This sounds a lot like the art of rationality. No wonder LW didn't find it; they were allergic to the point of disability of anything conventional, traditional, high class, and obvious. Oops.
But "rationality" is a bad word for this and "education" no longer does it. What I notice is that much of it comes down to ideology. How you think, what thought is legitimate, who you read, and so on are ideological questions. You want to be able to think well, but you're utterly lost if you haven't got a good and trustworthy ideology to think within. And indeed, the failure of lesswrong was specifically ideological.
What we're looking for is the martial art of ideology.
Aspiring rationalists lamented the lack of an adversarial sparring context in which to test their art. We have no such problem: the martial art of ideology calls for an ideological thunderdome. Internet forums have served this purpose for many of us. We got the better part of our educations on forums, and we got them good and hard. There's nothing like arguing with the best to sharpen your art and worldview.

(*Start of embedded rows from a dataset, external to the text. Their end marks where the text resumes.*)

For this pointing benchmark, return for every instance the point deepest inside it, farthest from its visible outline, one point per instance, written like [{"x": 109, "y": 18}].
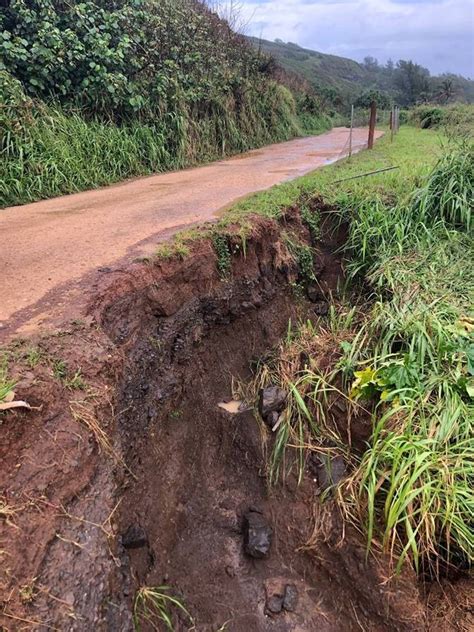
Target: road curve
[{"x": 49, "y": 243}]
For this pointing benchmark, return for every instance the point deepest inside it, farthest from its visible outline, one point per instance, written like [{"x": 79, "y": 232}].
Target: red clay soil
[
  {"x": 136, "y": 440},
  {"x": 47, "y": 245}
]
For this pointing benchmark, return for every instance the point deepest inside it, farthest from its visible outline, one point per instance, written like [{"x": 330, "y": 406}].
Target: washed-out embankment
[{"x": 127, "y": 473}]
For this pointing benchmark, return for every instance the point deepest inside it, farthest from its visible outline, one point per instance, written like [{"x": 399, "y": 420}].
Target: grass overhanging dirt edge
[
  {"x": 411, "y": 489},
  {"x": 407, "y": 358}
]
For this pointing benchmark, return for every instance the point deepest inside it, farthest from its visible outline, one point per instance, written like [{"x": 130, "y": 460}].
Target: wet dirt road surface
[{"x": 50, "y": 243}]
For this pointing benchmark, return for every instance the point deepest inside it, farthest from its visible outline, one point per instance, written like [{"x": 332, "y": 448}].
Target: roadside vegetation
[
  {"x": 340, "y": 80},
  {"x": 402, "y": 345},
  {"x": 457, "y": 120},
  {"x": 93, "y": 93}
]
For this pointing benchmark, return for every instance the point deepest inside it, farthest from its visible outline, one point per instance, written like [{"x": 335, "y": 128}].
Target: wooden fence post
[{"x": 373, "y": 118}]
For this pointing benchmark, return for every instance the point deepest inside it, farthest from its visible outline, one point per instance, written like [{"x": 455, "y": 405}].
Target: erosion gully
[{"x": 134, "y": 477}]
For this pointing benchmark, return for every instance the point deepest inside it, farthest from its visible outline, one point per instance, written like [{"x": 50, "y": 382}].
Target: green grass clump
[
  {"x": 6, "y": 385},
  {"x": 408, "y": 363},
  {"x": 153, "y": 607}
]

But the rationalists were also wrong in a bigger way about the lack of adversariality. Alex Jones will set you straight: "There is a war for your mind. A war to make you docile. A war to make you a sheep. A war to take away your initiative, your freedom, and your control over your own life."
He's often a kook, but he nails it there. By default, you're enslaved to someone else's marketing or political bullshit. To have any real agency at all, you need to get good at the martial art of ideology. To succeed at the highest levels of true life, you need to be a master.